Jul. 31 (Bloomberg) –Workers at BHP Billiton Ltd. (BHP)'s coking-coal mines in Australia, the world's largest exporter of the steelmaking ingredient, resumed strikes today as labor unions prepare for the last two rounds of talks with management.
Employees at the Gregory and Crinum mines started shift- long stoppages today that typically last 12-hours, Stephen Smyth, a division president at the Construction, Forestry, Mining and Energy Union in Queensland, said by phone. The company plans two sets of meetings with the union in August before seeking a vote on a new work agreement, he said.
About 3,500 workers at BHP's coking-coal mines have been taking part in a series of strikes that began in June, the first in a decade at the company's Australian mines. Miners globally are stepping up demand for better pay and job security as producers such as BHP and Xstrata Plc (XTA) are forecast to report record earnings, driven by demand from China.
"We've made some slight progress, but on the big ticket items it's slow going," Smyth said. "If we're not happy with the contents of any agreement, we will tell our members that.
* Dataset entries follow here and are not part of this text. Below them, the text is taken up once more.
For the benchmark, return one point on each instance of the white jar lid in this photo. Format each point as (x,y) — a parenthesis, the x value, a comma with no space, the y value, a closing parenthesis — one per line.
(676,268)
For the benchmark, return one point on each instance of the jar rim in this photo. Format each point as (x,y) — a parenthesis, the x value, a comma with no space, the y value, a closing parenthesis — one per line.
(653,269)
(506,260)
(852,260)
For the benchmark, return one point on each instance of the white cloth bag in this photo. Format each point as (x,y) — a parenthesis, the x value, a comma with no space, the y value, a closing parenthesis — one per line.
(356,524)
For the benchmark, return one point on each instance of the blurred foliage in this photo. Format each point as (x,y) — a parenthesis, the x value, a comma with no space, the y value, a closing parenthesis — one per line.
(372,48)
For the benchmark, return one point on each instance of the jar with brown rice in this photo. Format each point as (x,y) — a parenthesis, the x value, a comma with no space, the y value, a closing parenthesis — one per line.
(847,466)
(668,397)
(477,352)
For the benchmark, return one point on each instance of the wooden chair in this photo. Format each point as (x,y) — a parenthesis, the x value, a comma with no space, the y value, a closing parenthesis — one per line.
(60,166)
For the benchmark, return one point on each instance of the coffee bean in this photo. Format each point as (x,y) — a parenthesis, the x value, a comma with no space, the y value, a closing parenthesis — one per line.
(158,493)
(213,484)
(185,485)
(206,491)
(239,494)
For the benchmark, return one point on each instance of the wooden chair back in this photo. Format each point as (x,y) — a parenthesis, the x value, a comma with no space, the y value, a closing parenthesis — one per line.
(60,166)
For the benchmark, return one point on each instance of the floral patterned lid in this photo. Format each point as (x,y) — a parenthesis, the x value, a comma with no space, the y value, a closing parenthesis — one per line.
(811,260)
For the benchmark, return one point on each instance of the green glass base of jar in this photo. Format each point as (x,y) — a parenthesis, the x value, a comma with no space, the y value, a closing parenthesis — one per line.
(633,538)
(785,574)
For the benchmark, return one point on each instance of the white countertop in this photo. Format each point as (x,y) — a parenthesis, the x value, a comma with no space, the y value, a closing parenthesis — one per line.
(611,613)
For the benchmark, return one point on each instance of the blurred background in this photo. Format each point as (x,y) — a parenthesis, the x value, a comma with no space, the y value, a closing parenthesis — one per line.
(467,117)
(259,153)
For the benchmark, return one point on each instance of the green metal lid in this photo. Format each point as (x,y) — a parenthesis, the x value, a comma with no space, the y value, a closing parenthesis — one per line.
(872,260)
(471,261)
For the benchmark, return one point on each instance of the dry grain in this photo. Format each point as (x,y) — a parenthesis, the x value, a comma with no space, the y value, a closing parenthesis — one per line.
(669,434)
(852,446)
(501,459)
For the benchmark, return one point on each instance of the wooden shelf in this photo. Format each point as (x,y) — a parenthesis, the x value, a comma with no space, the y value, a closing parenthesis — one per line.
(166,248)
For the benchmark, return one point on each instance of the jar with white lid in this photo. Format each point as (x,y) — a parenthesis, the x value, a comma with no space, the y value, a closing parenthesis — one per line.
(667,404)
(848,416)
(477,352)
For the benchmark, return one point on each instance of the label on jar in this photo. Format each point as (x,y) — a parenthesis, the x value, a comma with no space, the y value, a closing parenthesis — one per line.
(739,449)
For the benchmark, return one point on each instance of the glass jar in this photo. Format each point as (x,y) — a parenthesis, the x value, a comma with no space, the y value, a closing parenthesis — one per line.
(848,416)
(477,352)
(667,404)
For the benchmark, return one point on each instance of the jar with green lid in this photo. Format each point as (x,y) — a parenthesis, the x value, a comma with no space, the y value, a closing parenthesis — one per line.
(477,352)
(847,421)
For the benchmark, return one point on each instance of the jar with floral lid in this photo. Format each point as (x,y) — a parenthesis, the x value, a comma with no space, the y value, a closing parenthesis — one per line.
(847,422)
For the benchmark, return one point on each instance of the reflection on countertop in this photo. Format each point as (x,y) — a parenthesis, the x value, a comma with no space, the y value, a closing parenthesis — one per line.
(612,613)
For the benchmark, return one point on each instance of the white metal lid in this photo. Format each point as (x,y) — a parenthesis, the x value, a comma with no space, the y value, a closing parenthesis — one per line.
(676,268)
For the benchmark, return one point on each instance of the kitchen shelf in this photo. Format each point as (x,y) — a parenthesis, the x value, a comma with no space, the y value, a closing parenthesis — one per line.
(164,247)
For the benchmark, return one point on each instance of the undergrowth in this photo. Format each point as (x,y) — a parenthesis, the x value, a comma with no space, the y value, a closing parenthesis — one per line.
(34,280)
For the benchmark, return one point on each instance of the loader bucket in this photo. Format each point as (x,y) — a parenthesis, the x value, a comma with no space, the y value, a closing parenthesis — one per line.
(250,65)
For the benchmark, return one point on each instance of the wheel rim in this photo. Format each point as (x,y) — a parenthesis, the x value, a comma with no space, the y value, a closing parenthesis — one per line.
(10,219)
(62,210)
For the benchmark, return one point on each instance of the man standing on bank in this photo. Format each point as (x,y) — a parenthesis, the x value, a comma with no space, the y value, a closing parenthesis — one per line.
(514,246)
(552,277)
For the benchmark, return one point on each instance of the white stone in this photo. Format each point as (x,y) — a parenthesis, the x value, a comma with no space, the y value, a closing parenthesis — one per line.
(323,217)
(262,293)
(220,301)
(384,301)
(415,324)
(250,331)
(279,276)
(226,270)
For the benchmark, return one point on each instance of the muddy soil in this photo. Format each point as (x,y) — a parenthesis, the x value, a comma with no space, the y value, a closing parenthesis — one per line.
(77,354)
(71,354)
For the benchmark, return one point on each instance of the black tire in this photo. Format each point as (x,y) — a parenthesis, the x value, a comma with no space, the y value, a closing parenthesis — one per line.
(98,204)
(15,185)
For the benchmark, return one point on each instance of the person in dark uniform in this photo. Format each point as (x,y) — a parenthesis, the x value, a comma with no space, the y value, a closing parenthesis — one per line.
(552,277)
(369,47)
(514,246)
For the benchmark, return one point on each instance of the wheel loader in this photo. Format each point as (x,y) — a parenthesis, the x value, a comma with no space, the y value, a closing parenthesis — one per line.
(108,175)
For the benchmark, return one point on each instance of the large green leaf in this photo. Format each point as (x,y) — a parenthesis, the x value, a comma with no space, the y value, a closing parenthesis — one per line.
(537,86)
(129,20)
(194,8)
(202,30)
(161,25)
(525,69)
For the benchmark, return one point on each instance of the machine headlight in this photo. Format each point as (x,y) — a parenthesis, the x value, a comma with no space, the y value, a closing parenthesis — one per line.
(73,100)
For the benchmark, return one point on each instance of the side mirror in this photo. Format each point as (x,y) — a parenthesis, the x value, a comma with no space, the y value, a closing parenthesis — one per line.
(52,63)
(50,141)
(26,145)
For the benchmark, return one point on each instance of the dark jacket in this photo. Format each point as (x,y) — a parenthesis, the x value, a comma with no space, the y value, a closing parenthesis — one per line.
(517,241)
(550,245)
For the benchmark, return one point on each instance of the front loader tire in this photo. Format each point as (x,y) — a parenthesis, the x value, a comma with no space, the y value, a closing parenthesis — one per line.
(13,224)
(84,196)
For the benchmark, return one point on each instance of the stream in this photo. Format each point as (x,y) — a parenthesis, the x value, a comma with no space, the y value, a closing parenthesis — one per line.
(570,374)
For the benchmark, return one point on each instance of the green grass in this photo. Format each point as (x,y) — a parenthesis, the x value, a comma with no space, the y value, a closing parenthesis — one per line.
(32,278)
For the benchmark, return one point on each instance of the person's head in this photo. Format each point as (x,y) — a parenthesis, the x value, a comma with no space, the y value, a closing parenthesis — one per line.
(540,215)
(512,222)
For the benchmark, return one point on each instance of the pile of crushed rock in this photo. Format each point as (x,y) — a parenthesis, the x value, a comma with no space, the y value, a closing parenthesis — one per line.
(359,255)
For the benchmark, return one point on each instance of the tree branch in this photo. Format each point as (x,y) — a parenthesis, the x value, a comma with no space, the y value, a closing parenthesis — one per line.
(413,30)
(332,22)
We are considering ramping up the action if there isn't progress."
Melbourne-based BHP also faces disputes at its operations in Escondida, the world's biggest copper mine, where a strike enters the second week, fueling concern the protest may curb global supplies of copper.
"We continue to meet and negotiate with the unions and we believe progress continues to be made," BHP spokeswoman Kelly Quirke said, without specifying the impact of the strike on the company. "We believe the actions are unnecessary, cause financial harm and do not help finalize an agreement."
Workers represented by the CFMEU, the Australian Manufacturing Workers Union and the Communications, Electrical and Plumbing Union, are seeking changes to job contracts in matters relating to job security, recruitment, use of contractors, training and development, the union has said.
The next meetings between the union and management will be on Aug. 18 and 19 with more talks scheduled a week later before a ballot, Smyth said.
BHP Billiton Mitsubishi Alliance, equally owned by BHP and Mitsubishi Development Pty., owns seven coking-coal mine operations in Queensland's Bowen Basin. It directly employs more than 4,800 people, according to its website. Almost all the coal mined at the BMA mines, with annual capacity of 58 million metric tons, is shipped overseas for steel production, it said.